In today's episode, Michael and Chris break down the Christmas Day schedule, debate which teams have a right to feel disrespected by the release, digress into a deep conversation about whether Kevin Durant could ever be seen as LeBron James's equal, and more!
Michael Pina: On today's show Chris, we're going to talk about the Christmas Day schedule of games, NBA games that were released this week. It's an interesting slate I'd say. And the past two years, Golliver and I ranked each game on an excitement meter, basically from, least to most pumped up to watch each one. So we'll continue on that tradition here. And then also dig into what the schedule makers got wrong and discuss which teams should feel slighted or disrespected after not being selected. Before we get into the ranking, I just want to say I'm generally underwhelmed by this slate. There's one game that I can't wait for and I think we both kind of know which one that is. And we'll talk more closely about why I feel the way I do throughout these exercises. But just with regards to the general programming, what was your first reaction when you saw it?

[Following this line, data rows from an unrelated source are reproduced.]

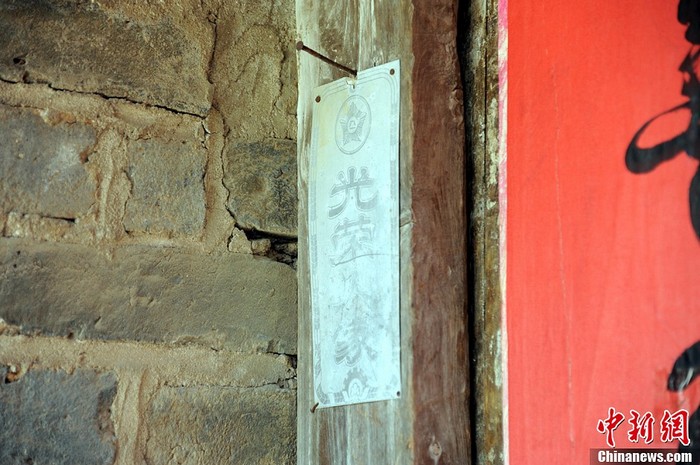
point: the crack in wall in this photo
(28, 81)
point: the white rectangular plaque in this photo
(354, 238)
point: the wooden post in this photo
(430, 423)
(479, 46)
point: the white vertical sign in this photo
(354, 238)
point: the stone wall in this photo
(148, 232)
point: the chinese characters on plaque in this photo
(354, 238)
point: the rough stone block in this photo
(206, 425)
(43, 165)
(167, 193)
(255, 68)
(233, 301)
(151, 53)
(261, 179)
(57, 418)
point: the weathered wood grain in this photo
(430, 423)
(479, 56)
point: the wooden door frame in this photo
(432, 423)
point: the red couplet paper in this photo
(602, 264)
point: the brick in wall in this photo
(203, 425)
(167, 186)
(232, 301)
(44, 165)
(57, 418)
(154, 54)
(261, 178)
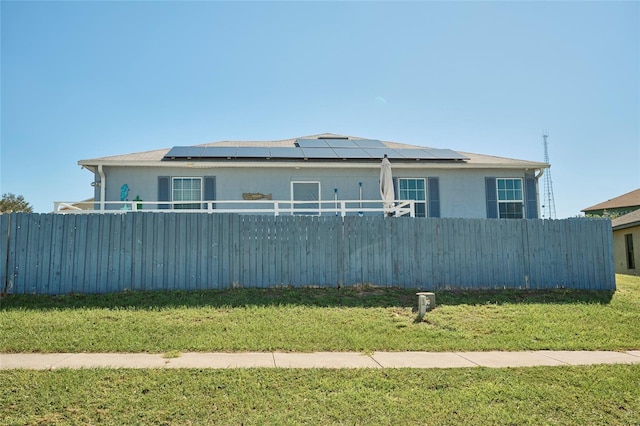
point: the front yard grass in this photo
(363, 319)
(606, 394)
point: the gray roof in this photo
(627, 221)
(148, 158)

Chris Herring: Some of these were some regular-season-ass-games man ... Like they're just regular-season games, a couple of them just happened to be on Christmas. I looked at them and I was like, OK, I guess, Celtics–Bucks? Like there's nothing Christmassy about that. And like you said, I mean, Jazz–Mavs? I'm like, OK, cool I guess they both probably deserve to get a Christmas game. But these might as well be on different days or like maybe opening week, but not necessarily Christmas. But I think what it says is that the league is really starved of rivalries. And maybe this is kind of the clearest example of that in my opinion.
Chris Herring: I looked at Hawks–Nicks and was kind of thinking that too, like, oh, OK, well, they're trying to do something with that. And I remember even tweeting, I hope this becomes a rivalry because it was pretty clear that there are some actual hard feelings during that series. At the same time—and I credited you for this months ago, you were maybe the only person I knew that picked that series in five in favor of the Hawks. But, it wasn't that competitive of a series. I mean, I guess it kind of was, some of the games were close. But, you know, a 4-1 series is not necessarily a Christmas matchup. I know that there was some animosity between Trae Young and Madison Square Garden, but if it weren't for that—if they'd flip this and put the game in Atlanta, I don't even think there would have been a good through-line for that matchup either.

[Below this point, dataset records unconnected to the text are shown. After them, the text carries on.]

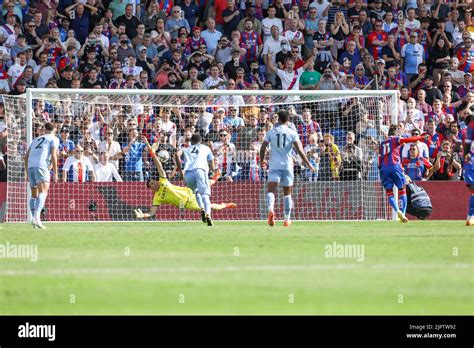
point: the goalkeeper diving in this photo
(167, 193)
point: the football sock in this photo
(270, 201)
(40, 205)
(403, 200)
(199, 199)
(207, 204)
(288, 203)
(33, 201)
(391, 200)
(216, 206)
(471, 205)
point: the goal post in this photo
(341, 143)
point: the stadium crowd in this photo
(421, 48)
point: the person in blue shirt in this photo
(134, 153)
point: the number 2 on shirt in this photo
(283, 136)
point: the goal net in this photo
(339, 130)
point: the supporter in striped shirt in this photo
(252, 42)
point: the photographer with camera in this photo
(447, 164)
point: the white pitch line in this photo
(248, 268)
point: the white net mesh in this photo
(339, 134)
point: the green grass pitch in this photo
(240, 268)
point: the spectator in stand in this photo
(135, 152)
(176, 22)
(106, 171)
(111, 148)
(467, 86)
(339, 29)
(78, 168)
(412, 55)
(323, 41)
(225, 152)
(457, 76)
(352, 53)
(466, 56)
(389, 52)
(432, 93)
(415, 166)
(447, 165)
(307, 127)
(441, 59)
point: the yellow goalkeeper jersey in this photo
(171, 194)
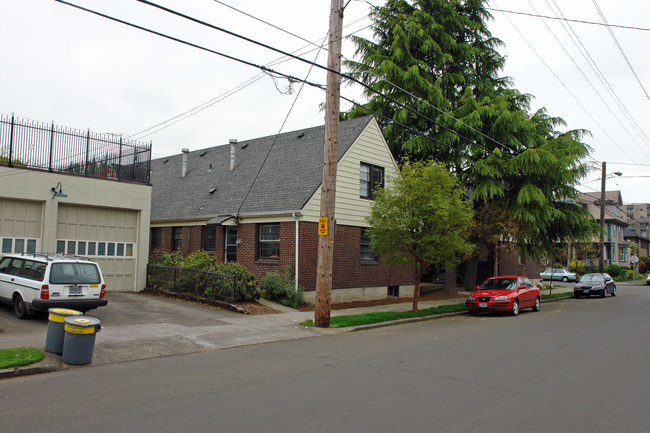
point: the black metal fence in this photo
(32, 144)
(209, 285)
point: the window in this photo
(366, 252)
(370, 177)
(231, 244)
(19, 246)
(268, 241)
(177, 238)
(210, 238)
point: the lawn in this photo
(20, 356)
(386, 316)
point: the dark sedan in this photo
(595, 284)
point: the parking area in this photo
(138, 326)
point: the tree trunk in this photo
(471, 272)
(450, 279)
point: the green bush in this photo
(246, 288)
(613, 270)
(577, 266)
(282, 289)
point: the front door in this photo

Chris Herring: So the league will be fine with or without solid rivalries. It always is much better when it has them. But I think it really stands out on Christmas Day when you don't have them and you're just kind of trying to use star power or which teams were best last season to try to drive the entirety of who you've got playing against each other on Christmas. And yeah, I looked at it and there wasn't that much cohesion to the matchups in my opinion.
Michael Pina: Yeah, the rivalry point is really good. And I think there are some rivalries in the league that they ignored or neglected for whatever reason. The consolidation of star power is clear here. You know, there weren't a ton of stars who changed teams during the offseason or anything like that. But there are a couple of teams that have many stars on them, or at least big-name players. And when you have that, it just kind of dilutes the product a little bit. And then there are injuries to Kawhi Leonard and injuries to Jamal Murray, which are just a bummer. And I think the league also going from last year with the Pelicans and how they kind of tried to shove Zion Williamson down everyone's throat. The league clearly doesn't want to do that anymore with some of the young talents. LaMelo Ball would have been fun to see here, Zion frankly, is always fun to watch play basketball, um, Ja Morant, etc, etc. So you can go on and on with some really exciting teams potentially that just aren't here for whatever reason.